Quant à la mobilisation des élus locaux qui plaident en faveur de la réouverture de leur pôle d’attractivité, ses effets se réduisent à peau de chagrin, hormis quelques coups médiatiques sporadiques sur les chaînes audiovisuelles en boucle.

 

Un indice « R » en deçà de la référence mais pas de réouverture…

 

Alors que beaucoup espéraient un geste de souplesse, même relatif, du chef du gouvernement lors de sa prise de parole, ce fut une nouvelle fois que désillusion et douche froide au terme de ce discours monocorde, voire trop pédagogique.

Le confinement rempile pour une deuxième quinzaine consécutive sans la moindre modification au programme initial. Malgré le léger frémissement observé au niveau de la propagation virale et un indice « R » équivalent au nombre de reproduction du virus, inférieur à la jauge de référence 1, soit à 0,81 à date...  

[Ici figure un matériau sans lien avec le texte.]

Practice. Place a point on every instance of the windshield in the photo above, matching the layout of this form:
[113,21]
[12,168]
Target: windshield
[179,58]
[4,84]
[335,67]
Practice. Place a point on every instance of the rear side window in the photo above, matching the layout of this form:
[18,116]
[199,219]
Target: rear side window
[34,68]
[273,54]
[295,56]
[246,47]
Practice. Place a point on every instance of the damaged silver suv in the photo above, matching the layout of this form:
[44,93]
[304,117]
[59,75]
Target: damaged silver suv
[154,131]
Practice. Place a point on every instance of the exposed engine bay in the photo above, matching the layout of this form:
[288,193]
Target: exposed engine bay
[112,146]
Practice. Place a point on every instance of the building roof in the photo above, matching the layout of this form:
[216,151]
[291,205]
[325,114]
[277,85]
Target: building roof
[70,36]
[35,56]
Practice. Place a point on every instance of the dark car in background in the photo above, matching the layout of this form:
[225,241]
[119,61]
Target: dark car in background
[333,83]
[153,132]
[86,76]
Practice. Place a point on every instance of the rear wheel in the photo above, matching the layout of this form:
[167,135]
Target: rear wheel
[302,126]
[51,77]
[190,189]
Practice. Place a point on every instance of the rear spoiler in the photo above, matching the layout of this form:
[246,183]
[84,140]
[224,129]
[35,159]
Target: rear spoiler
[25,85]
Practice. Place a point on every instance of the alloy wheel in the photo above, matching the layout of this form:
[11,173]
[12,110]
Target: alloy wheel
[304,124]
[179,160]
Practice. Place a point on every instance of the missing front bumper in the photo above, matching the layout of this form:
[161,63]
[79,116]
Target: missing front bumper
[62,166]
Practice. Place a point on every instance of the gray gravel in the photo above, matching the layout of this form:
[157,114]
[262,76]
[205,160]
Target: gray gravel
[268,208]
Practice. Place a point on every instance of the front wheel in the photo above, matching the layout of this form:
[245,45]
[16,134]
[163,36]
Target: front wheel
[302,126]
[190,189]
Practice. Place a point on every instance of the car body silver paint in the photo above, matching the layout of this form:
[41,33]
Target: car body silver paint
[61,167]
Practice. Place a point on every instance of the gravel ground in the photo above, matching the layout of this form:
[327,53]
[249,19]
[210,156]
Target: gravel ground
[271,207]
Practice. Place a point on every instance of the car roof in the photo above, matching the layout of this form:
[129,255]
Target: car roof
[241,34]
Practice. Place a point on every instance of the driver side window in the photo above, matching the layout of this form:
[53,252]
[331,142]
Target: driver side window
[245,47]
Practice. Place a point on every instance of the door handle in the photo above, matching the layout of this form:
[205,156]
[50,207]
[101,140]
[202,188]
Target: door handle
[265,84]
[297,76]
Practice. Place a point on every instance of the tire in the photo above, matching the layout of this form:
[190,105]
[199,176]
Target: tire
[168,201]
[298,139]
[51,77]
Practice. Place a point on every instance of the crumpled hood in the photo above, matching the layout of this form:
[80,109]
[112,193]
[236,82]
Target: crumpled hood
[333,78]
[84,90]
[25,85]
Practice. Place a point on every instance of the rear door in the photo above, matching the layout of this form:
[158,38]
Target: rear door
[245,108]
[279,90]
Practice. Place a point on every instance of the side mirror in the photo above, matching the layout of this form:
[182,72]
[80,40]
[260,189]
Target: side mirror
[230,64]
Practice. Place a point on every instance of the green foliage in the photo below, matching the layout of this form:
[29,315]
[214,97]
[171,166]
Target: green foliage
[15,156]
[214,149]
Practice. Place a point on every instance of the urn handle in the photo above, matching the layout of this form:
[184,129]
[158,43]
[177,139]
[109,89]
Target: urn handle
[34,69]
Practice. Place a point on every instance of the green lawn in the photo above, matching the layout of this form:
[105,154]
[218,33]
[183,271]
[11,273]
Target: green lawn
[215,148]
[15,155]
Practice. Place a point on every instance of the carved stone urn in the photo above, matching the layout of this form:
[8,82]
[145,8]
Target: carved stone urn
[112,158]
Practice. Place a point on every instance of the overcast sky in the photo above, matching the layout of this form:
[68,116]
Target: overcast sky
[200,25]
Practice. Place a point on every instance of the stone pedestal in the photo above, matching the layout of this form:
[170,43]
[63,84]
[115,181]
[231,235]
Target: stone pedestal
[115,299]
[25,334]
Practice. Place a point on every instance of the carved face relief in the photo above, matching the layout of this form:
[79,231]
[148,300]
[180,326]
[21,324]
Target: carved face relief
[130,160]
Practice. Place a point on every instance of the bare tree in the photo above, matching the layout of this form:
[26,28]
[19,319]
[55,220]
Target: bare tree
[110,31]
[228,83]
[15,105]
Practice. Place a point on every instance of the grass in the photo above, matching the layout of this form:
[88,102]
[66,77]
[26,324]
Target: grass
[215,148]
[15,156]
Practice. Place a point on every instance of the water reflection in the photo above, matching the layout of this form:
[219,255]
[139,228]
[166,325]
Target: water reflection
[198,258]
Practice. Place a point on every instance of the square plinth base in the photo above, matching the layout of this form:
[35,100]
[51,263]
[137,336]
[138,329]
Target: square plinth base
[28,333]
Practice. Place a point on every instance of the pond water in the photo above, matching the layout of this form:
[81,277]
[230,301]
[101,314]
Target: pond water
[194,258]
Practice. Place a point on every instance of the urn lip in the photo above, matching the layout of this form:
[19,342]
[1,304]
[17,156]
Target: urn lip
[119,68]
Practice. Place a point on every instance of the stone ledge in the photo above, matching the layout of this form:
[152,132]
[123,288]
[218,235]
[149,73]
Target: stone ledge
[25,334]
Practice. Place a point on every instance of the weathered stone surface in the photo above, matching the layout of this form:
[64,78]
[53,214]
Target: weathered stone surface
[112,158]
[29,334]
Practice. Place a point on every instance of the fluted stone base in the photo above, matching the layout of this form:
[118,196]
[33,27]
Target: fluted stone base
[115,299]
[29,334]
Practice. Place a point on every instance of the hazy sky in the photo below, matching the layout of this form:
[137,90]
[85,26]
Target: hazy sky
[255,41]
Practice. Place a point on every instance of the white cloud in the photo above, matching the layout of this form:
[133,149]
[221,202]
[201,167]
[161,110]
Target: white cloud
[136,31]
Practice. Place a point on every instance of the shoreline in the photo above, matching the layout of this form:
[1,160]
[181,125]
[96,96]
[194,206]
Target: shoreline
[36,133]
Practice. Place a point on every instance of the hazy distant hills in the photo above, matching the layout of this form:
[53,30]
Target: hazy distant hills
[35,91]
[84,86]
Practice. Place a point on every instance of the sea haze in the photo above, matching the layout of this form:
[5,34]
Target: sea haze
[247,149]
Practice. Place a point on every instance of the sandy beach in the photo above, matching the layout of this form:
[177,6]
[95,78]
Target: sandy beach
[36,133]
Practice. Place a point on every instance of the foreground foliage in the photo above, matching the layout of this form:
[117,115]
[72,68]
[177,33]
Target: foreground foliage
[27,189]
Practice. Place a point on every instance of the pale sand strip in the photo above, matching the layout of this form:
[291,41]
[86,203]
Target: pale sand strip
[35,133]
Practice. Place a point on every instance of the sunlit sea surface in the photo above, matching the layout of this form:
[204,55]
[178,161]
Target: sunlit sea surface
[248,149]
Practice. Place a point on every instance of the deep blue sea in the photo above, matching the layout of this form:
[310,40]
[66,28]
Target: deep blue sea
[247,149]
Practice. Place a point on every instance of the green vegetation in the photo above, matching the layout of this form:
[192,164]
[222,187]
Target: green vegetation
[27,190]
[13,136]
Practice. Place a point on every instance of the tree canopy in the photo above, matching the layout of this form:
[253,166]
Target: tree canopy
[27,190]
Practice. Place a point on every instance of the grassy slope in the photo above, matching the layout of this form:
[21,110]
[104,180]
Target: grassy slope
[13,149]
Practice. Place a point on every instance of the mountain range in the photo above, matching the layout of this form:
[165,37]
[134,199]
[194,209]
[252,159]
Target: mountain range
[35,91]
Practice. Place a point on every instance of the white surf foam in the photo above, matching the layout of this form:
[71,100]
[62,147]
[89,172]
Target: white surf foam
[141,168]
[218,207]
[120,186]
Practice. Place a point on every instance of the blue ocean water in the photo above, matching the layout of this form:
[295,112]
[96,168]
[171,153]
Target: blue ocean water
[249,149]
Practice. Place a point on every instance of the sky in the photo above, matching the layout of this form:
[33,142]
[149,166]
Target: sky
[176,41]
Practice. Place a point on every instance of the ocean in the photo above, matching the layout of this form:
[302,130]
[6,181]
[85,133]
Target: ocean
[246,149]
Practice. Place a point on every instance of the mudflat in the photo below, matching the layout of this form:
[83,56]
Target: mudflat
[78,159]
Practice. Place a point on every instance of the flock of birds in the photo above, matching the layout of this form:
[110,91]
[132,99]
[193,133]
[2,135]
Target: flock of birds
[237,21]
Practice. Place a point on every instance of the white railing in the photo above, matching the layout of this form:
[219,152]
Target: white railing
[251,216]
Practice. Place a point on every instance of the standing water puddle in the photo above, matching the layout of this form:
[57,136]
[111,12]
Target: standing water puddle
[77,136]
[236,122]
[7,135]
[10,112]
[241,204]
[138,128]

Pourtant sensibilisé à la grogne profonde qui secoue tel un cocotier soumis à l’assaut de folles bourrasques tempétueuses toute une frange de la vie entrepreneuriale de l’Hexagone, Jean CASTEX n’aura ni fléchi ni inversé d’un iota sa feuille de route stratégique. Son cap est tracé tel un skipper embarqué à bord d’un catamaran en partance pour le Vendée Globe !

Rien ni personne ne le fera changer d’avis. Pour celles et ceux qui sont impactés au quotidien par ces mesures discriminatoires eu égard à la concurrence menée avec aisance par le commerce en ligne et la grande distribution, il leur est demandé de poursuivre vaille que vaille les sempiternels efforts.

Se serrer la ceinture (attention, il n’y a bientôt plus de crans supplémentaires à ajouter sur la boucle !), attendre que reviennent des jours meilleurs (l’hypothèse de vaccins au premier trimestre 2021 pourrait presque redonner le sourire) et pratiquer avec pugnacité la solution miraculeuse du fameux « click & collect » (encore un anglicisme ridicule dont on se serait volontiers passé) sont les cadeaux du gouvernement dans la hotte du Père Noël !

 

Des aides financières à rembourser aux charges habituelles…

 

Certes, il y a les aides financières de l’Etat. Assorties à celles d’autres collectivités territoriales (Région, EPCI….), elles ont le mérite d’exister et d’apporter une réelle bouffée d’oxygène à tous ces professionnels coincés aux entournures. Du moins pour un court laps de temps.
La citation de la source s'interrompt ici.